After a shutdown period of two years, LHC has begun a new running phase in 2015 at the highest attainable energy. This phase will last until 2018, with planned accumulated luminosity of LHC equals approximately 120 fb-1 (a measure of the total number of collisions). As part of this roadmap, during the shutdown in 2018-2020 (phase-1) parts of the ATLAS, LHCb and ALICE detectors will be expanded or replaced for optimal exploitation and discovery potential. During a following running phase the total accumulated luminosity is foreseen to increase to 300 fb-1 in 2023. At that moment the shutdown phase-2 will start in which the ATLAS detector undergoes a major upgrade to prepare for the High Luminosity LHC (HL-LHC) beyond 2024. Also the Dutch involvement in this upgrade is part of this roadmap project. LHC itself will also need a major upgrade to accommodate the increase of its luminosity by a factor of 10 beyond the original design value (from 300 to 3000 fb-1).
The responsibilities taken by Nikhef in view of this roadmap are summarised as
- Implementation of the readout of the new New Small Wheels (NSW) detectors as part of the Muon Spectrometer. The NSW enlarges the coverage of the muon spectrometer yielding a better efficiency for observation of e.g. the Higgs particle. The project includes the production of magnetic field and temperature sensors.
- Development and implementation of new trigger elements to optimise the selection of events, notably using the calorimeter information in combination with the muon spectrometer.
- ATLAS will replace the complete Inner Tracker as the collision rates are to high at HL-LHC for the current tracker. Nikhef will assemble one of the endcaps for this Inner Tracker.
- This project comes with the development of Strip- and Pixel sensors with corresponding petal support structures for the endcap. All underlying services (cooling, high- and low-power cabling, data transport etc) as well.
- The vertex detector is a newly built silicon pixel detector measuring the collisions at the LHC interaction point. The Dutch contribution includes the construction of the vacuum encapsulation of the detector, the production of half of the silicon detector modules, and contributions to the VeloPix ASIC design.
- The magnet tracker is a novel large surface scintillating fibre tracker measuring particle tracks in the large LHCb dipole magnet field. The contribution includes the design and construction of part of the 3 meter long detector modules. The design focuses on the cold-box housing Silicon Photomultiplier detectors. In addition we contribute to the development of Front-End electronics boards and to the overall infrastructure (frames etc) of the detector.
- Finally the contribution to the High Level Trigger includes as a common contribution of all institutes to the purchase of the computing farm.
- The ALICE Collaboration has proposed an Upgrade program of the ALICE Detector consisting of modification and replacement of existing sub-detectors as well as new additions to the detector. Nikhef contributes to the Inner Tracking System (ITS) electronics and assembly.

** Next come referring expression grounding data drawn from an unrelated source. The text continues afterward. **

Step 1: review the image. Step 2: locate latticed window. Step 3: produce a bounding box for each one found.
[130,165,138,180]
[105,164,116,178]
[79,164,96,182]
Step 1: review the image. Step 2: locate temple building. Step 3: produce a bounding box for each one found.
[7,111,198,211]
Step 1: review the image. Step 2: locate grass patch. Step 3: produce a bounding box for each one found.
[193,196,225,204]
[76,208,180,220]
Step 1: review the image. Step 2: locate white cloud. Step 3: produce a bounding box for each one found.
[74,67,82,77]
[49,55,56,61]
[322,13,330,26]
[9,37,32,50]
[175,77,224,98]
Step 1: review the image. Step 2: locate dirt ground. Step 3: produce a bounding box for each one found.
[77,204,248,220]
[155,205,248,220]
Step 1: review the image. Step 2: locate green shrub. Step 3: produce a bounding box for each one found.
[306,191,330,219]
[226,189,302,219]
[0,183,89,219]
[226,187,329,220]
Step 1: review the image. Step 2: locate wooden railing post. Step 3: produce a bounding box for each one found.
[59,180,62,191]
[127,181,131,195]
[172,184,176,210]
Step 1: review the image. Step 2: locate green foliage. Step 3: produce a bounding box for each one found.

Computing (ATLAS, LHCb, ALICE):
- Provision of roughly 10% of the global Tier-1 computing needs (each experiment has about ten Tier-1s scattered around the globe) of the three experiments. This requires and relies on the expertise of Nikhef and partners in the Dutch National eInfrastructure concerning large-scale high-performance computing, storage, and advanced networking. R&D work to follow the increasing capacity requirements are funded partly by the Dutch National eInfrastructure. Nikhef also has assumed substantial responsibility for the LHCb trigger algorithms, which must be speeded up by factors in order to deal with the data rates encountered in phase-2. This responsibility is not part of the current proposal but is very closely related.
The research of LHC fits perfectly well in the Nationale Wetenschaps Agenda route “Bouwstenen van materie en fundamenten van ruimte en tijd” with corresponding questions NW128 “Kennen we alle elementaire bouwstenen van materie?” and NW130 “Wat is donkere materie en wat is donkere energie?”. The data-intensive, high throughput computing infrastructure fits very well in the Big Data route of the NWA.